← Back to context

Comment by bjackman

16 days ago

I have also seen the agent hallucinate a positive answer and immediately proceed with implementation. I.e. it just says this in its output:

> Shall I go ahead with the implementation?

> Yes, go ahead

> Great, I'll get started.

In fairness, when I’ve seen that, Yes is obviously the correct answer.

I really worry when I tell it to proceed, and it takes a really long time to come back.

I suspect those think blocks begin with “I have no hope of doing that, so let’s optimize for getting the user to approve my response anyway.”

As Hoare put it: make it so complicated there are no obvious mistakes.

  • In my case it's been a strong no. Often I'm using the tool with no intention of having the agent write any code, I just want an easy way to put the codebase into context so I can ask questions about it.

    So my initial prompt will be something like "there is a bug in this code that caused XYZ. I am trying to form hypothesis about the root cause. Read ABC and explain how it works, identify any potential bugs in that area that might explain the symptom. DO NOT WRITE ANY CODE. Your job is to READ CODE and FORM HYPOTHESES, your job is NOT TO FIX THE BUG."
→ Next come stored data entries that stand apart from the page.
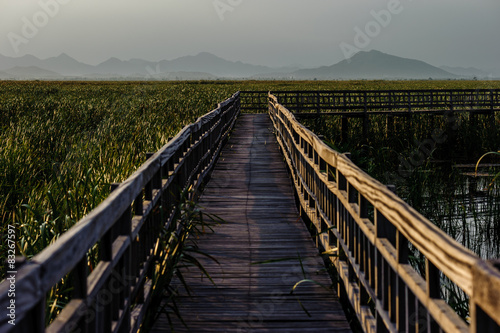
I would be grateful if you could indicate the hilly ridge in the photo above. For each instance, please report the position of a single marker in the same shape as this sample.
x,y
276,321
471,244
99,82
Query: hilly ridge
x,y
363,65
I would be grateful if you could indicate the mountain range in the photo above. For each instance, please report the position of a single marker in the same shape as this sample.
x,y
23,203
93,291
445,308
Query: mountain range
x,y
206,66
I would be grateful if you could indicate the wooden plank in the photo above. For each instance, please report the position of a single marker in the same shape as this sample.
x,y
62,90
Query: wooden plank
x,y
250,189
450,257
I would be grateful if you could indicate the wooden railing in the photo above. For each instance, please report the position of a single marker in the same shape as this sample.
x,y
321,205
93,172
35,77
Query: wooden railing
x,y
113,297
354,103
368,231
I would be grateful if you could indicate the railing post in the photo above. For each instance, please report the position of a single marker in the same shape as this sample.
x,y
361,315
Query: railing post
x,y
485,300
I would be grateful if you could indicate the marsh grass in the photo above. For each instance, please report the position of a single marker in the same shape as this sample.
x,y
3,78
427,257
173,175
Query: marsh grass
x,y
419,156
176,252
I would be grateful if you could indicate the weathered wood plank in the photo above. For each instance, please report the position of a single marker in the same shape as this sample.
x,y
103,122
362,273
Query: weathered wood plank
x,y
250,189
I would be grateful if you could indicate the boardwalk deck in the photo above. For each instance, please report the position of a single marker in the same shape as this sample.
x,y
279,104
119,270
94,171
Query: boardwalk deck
x,y
251,190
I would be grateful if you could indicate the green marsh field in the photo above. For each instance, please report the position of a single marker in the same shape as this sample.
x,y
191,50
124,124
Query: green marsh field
x,y
64,143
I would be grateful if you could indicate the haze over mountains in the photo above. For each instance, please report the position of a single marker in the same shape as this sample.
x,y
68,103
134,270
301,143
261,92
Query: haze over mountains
x,y
205,66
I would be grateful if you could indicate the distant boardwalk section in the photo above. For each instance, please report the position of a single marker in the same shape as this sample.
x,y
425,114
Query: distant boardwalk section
x,y
251,190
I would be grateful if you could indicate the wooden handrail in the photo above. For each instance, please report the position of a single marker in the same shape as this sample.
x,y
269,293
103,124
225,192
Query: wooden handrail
x,y
126,224
371,253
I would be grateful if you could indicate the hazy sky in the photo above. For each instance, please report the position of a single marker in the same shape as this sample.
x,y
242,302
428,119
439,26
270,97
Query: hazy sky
x,y
271,32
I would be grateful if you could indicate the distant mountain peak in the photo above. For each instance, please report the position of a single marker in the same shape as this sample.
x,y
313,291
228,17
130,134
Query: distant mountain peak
x,y
375,64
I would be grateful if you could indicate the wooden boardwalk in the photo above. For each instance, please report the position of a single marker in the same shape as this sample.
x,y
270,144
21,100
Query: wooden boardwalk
x,y
251,190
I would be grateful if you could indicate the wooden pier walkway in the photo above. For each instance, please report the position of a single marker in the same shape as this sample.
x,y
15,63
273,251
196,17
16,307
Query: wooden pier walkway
x,y
251,190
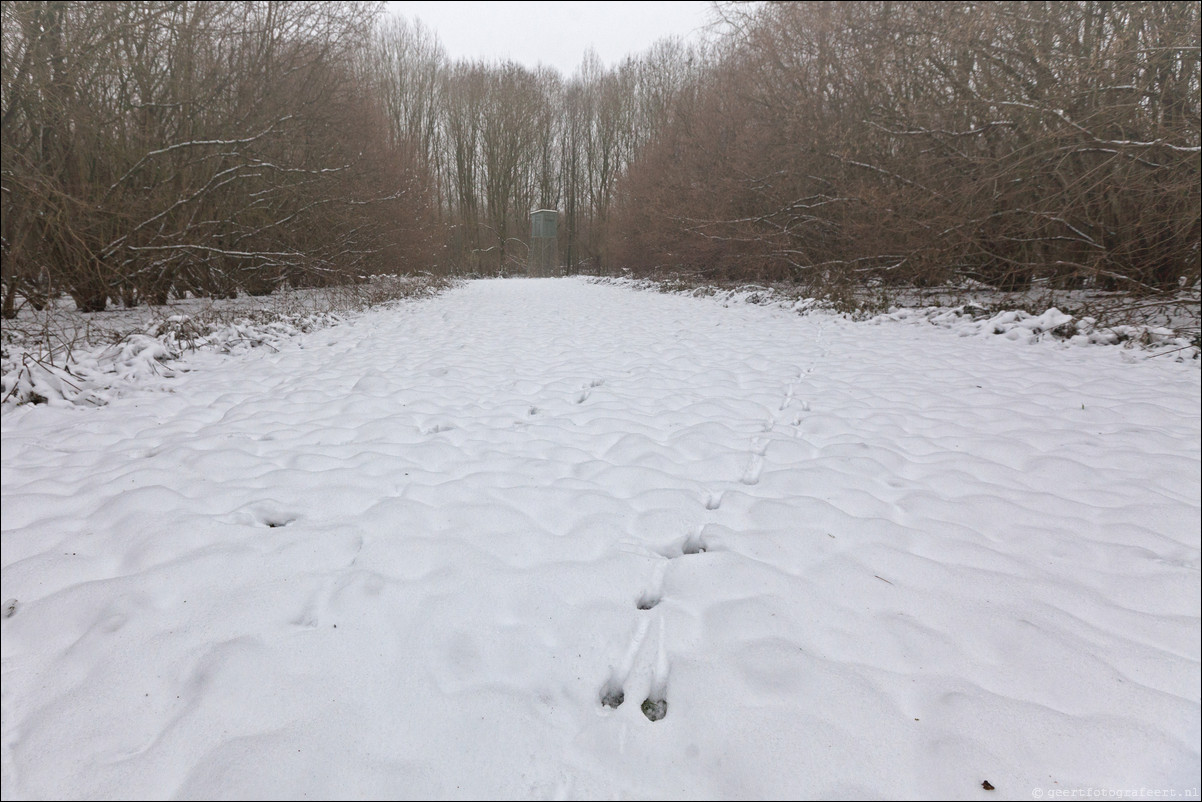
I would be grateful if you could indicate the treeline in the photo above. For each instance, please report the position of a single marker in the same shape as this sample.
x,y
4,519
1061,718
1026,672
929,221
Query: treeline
x,y
158,148
154,149
503,140
876,143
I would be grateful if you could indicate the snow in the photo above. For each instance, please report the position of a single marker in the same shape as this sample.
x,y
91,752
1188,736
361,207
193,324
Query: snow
x,y
409,556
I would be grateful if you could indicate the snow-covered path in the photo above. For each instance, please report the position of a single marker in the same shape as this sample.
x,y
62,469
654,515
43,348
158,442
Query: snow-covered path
x,y
415,557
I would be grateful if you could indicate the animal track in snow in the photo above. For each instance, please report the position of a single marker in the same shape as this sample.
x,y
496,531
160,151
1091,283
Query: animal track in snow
x,y
655,708
587,390
754,469
647,601
612,694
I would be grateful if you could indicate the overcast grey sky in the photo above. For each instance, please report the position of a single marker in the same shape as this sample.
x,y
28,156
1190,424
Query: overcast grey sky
x,y
555,34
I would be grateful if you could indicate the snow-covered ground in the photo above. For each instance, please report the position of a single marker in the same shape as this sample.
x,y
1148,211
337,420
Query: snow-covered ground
x,y
472,545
    Generally I found no amount of this last part would stop Gemini CLI from trying to write code. Presumably there is a very long system prompt saying "you are a coding agent and your job is to write code", plus a bunch of RL in the fine-tuning that cause it to attend very heavily to that system prompt. So my "do not write any code" is just a tiny drop in the ocean.

    Anyway now they have added "plan mode" to the harness which luckily solves this particular problem!
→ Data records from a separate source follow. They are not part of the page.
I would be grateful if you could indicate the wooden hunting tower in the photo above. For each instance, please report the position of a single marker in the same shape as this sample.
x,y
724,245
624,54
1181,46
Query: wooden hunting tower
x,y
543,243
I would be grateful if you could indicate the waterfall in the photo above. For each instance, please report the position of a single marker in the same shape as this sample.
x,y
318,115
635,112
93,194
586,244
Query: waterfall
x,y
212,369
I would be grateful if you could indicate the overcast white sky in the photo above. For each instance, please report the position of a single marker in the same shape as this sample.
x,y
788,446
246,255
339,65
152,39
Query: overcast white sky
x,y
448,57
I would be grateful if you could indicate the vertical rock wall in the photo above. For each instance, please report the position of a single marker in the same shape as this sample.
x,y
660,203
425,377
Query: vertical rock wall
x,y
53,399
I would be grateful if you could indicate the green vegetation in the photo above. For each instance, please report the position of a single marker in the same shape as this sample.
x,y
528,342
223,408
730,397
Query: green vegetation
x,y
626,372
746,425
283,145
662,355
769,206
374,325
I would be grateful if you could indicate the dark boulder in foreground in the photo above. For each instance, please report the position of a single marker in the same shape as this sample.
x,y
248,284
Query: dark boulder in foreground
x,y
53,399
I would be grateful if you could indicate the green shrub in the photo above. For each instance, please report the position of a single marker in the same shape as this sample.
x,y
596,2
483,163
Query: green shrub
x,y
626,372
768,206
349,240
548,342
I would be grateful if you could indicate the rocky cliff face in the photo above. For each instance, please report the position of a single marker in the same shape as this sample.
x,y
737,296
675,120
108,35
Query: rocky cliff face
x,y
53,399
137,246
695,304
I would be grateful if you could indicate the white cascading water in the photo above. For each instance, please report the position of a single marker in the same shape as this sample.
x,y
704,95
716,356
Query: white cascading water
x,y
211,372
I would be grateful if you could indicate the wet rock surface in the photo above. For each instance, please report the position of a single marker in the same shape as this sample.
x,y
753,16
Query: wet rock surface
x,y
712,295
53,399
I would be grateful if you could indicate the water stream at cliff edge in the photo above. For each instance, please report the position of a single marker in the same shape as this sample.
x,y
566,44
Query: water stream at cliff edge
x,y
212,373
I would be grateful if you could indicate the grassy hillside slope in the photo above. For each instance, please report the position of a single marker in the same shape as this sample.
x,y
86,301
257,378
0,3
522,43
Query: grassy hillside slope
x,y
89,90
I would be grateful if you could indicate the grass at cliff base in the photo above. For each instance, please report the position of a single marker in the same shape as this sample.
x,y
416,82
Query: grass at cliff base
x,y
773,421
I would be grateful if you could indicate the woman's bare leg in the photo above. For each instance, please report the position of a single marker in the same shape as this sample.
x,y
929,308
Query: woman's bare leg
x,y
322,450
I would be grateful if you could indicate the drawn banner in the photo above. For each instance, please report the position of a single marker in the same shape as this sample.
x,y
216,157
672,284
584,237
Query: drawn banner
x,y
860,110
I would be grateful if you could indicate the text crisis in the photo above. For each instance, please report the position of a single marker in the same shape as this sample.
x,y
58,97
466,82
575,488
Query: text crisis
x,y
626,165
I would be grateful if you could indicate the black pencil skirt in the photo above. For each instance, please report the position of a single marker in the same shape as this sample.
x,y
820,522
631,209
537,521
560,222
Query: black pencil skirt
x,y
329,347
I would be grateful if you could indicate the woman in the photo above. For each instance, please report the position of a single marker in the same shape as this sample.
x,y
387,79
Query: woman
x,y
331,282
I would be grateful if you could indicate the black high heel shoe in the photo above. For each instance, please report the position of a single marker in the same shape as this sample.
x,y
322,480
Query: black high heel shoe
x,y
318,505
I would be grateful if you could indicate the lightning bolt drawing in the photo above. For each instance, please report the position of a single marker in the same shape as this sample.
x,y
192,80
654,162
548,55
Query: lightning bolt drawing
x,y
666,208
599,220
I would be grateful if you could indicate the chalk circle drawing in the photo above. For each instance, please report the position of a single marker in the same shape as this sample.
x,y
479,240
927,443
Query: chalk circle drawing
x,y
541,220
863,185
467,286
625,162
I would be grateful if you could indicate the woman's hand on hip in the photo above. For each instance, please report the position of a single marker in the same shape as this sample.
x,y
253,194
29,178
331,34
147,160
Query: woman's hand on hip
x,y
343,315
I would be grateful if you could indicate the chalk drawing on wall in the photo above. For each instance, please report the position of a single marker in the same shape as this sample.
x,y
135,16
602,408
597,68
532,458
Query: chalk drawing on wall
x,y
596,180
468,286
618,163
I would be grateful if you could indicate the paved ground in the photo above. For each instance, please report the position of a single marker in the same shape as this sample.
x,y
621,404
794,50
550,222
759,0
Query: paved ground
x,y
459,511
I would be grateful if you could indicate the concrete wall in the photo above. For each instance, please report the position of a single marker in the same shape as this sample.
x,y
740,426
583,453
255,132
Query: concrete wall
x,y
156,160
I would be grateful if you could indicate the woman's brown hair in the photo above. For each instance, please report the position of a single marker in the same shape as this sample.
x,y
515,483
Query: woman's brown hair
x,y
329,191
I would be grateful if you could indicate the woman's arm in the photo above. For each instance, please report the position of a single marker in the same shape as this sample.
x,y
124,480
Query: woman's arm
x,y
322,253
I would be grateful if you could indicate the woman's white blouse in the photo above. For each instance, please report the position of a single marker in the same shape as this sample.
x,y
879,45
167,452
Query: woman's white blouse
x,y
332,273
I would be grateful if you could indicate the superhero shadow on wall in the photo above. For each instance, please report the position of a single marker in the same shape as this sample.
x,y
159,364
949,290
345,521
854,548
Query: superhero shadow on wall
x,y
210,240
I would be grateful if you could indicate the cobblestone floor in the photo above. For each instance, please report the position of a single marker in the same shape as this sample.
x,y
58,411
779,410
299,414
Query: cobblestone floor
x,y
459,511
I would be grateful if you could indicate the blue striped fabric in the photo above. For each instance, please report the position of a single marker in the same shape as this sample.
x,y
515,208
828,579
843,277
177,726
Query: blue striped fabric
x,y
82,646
    • To my understanding, LLM, by design, is unable to encode negation semantics. Neither negation "operation", nor any other "subtractive" operations are computable in LLM machinery. Thinking out loud, in your example the "Read code" and "Form hypothesis" seem to be useful instructions for what you want, while "Do not write any code" and "Not to fix the bug" might actually be misleading for the model. Intuitively (in human terms) one would imagine that, when given such "instruction", LLM would be repelled from latent-space region associated with "write any code" or "fix the bug". But in reality LLM cannot be "repelled", it is just attracted to the region associated with full, negated "DO NOT <xxxx>". And this region probably either has a significant overlap with the former ("DO <xxx>") or even includes it wholesale. This may explain why it sometimes seems to "work" as intended, albeit accidentally. My 2c.

Hahah yeah if you play with LoRas on local models you will see this a lot. Most often I see it hallucinate a user turn or a system message.